Un trend positivo che dimostra che quello delle detrazioni non è solo un costo per lo Stato, ma si tratta di leve fondamentali per il Paese. Se, infatti, nell’ultimo anno si può parlare di ripresa del settore immobiliare ed edile è soprattutto grazie all’effetto delle agevolazioni fiscali sulla casa che, largamente diffuse e molto ben note ai contribuenti, hanno generato un incremento del numero degli occupati. Nel dettaglio, si tratta di 291mila posti di lavoro nel 2016 per un totale di 1,46 milioni di posti di lavoro cumulati negli anni 2011-2016.

E non finisce qui. C’è un altro punto a favore dello Stato: mentre incassa immediatamente Iva, tasse, imposte e anticipi molto ingenti per l’esecuzione dei lavori (con l’evidente vantaggio dell’emersione del nero), è invece nell’arco di 10 anni che poi redistribuisce le detrazioni. Chiara, quindi, la richiesta dei sindacati che si sta sollevando in queste ore: “Ridurre gli anni in cui detrarre le spese con un nuovo meccanismo di rimborso in un’unica soluzione”, come chiede FenealUil.

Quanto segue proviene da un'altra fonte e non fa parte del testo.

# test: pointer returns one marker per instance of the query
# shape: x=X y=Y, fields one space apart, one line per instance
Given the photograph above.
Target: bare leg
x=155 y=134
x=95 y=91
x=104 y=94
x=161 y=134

Che aggiunge: “Il bonus va esteso alle aziende che realizzano i lavori e agli incapienti, vale a dire i contribuenti che percepiscono un reddito fino a 8mila euro all’anno e che, quindi, – avendo l’Irpef azzerata – non possono richiedere nessun detrazione”. La soluzione potrebbe essere quella di recuperare gli incentivi fiscali tramite gli oneri del riscaldamento, quindi, con sconti in bolletta. Mentre, tra i tecnici si fa sempre più insistente l’idea che il governo starebbe spingendo in contemporanea gli interventi di risparmio energetico e quelli antisismici, eventualmente innalzando lo sconto nel caso venissero fatti insieme.

Tra leggi in materia di costruzioni anti-sismiche malfatte e la non obbligatorietà dell’adeguamento sismico degli edifici esistenti e dell’assicurazione per il danno da terremoto, l’ecobonus al 65% per gli interventi antisismici risulta la detrazione che zoppica di più dal punto di vista delle preferenze. Introdotta dal 2012, consentiva una detrazione del 36% che fu poi portato al 50% e al 65%, ma vale solo per le prime case in zona antisismica 1 e 2. Tradotto in numeri, spiega l’Ance (l’Associazione dei costruttori), su 34 milioni di abitazioni in Italia, 15 milioni sono seconde case. Tant’è che l’annuncio di Renzi ha subito gelato le aspettative di chi si aspettava la stabilizzazione degli sgravi e, soprattutto, un potenziamento oltre il tetto del 65% per quanto riguarda gli interventi strutturali per la sicurezza.

In attesa di capire se anche queste aperture, così come l’ipotesi di alzare l’asticella della percentuale di detrazione Irpef, finiranno nella Stabilità 2017, fino al 31 dicembre 2016 è ancora possibile richiedere il 50% di detrazioni sulla ristrutturazione di casa fino a 96mila euro, il 50% sull’acquisto di mobili per la casa ristrutturata fino a 10mila euro e il 65% sugli interventi di risparmio energetico fino a 100mila o adeguamento antisismico degli edifici.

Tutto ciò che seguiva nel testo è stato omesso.